Culprit 5: Missing Memoization on Expensive Pure Functions

// ❌ Recomputing expensive result on every call
function parseMarkdown(content: string): string {
  // Heavy computation — parsing, AST transformation, rendering
  return marked(content)
}

app.get('/post/:id', async (req, res) => {
  const post = await db.post.findById(req.params.id)
  const html = parseMarkdown(post.content)  // Re-computed every request!
  res.json({ ...post, html })
})

// ✅ FIX: Memoize or cache the result
const markdownCache = new LRU({ max: 500, ttl: 60_000 })

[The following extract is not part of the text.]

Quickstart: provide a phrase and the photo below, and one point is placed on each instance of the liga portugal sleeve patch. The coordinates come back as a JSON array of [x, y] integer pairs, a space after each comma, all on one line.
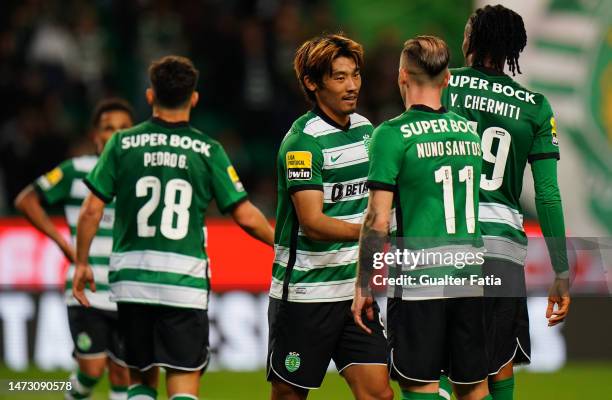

function parseMarkdownCached(content: string): string {
  const cacheKey = content.substring(0, 100) + content.length  // Fast key
  if (markdownCache.has(cacheKey)) return markdownCache.get(cacheKey)!

  const result = marked(content)
  markdownCache.set(cacheKey, result)
  return result
}

Continuous Profiling in Production

// Periodic flame graph sampling
import { ProfilingAgent } from '@google-cloud/profiler'  // Or equivalent

// Sample CPU profiles automatically
ProfilingAgent.start({
  serviceContext: {
    service: 'my-api',
    version: process.env.DEPLOY_VERSION
  }
})

// Or simple event loop monitoring
import { monitorEventLoopDelay } from 'perf_hooks'

const histogram = monitorEventLoopDelay({ resolution: 20 })
histogram.enable()

setInterval(() => {
  const p99Lag = histogram.percentile(99) / 1e6  // Convert ns to ms
  if (p99Lag > 100) {
    logger.warn(`Event loop p99 delay: ${p99Lag.toFixed(1)}ms`)
  }
  histogram.reset()
}, 10_000)

Conclusion

CPU spikes after deployment almost always come down to one of five culprits: evil regex, blocking the event loop, parsing large data on every request, hidden O(n²) algorithms, or missing memoization. Profile first — don't guess. The CPU flame graph will point you directly at the hot function. Then fix the algorithm, not just the symptom.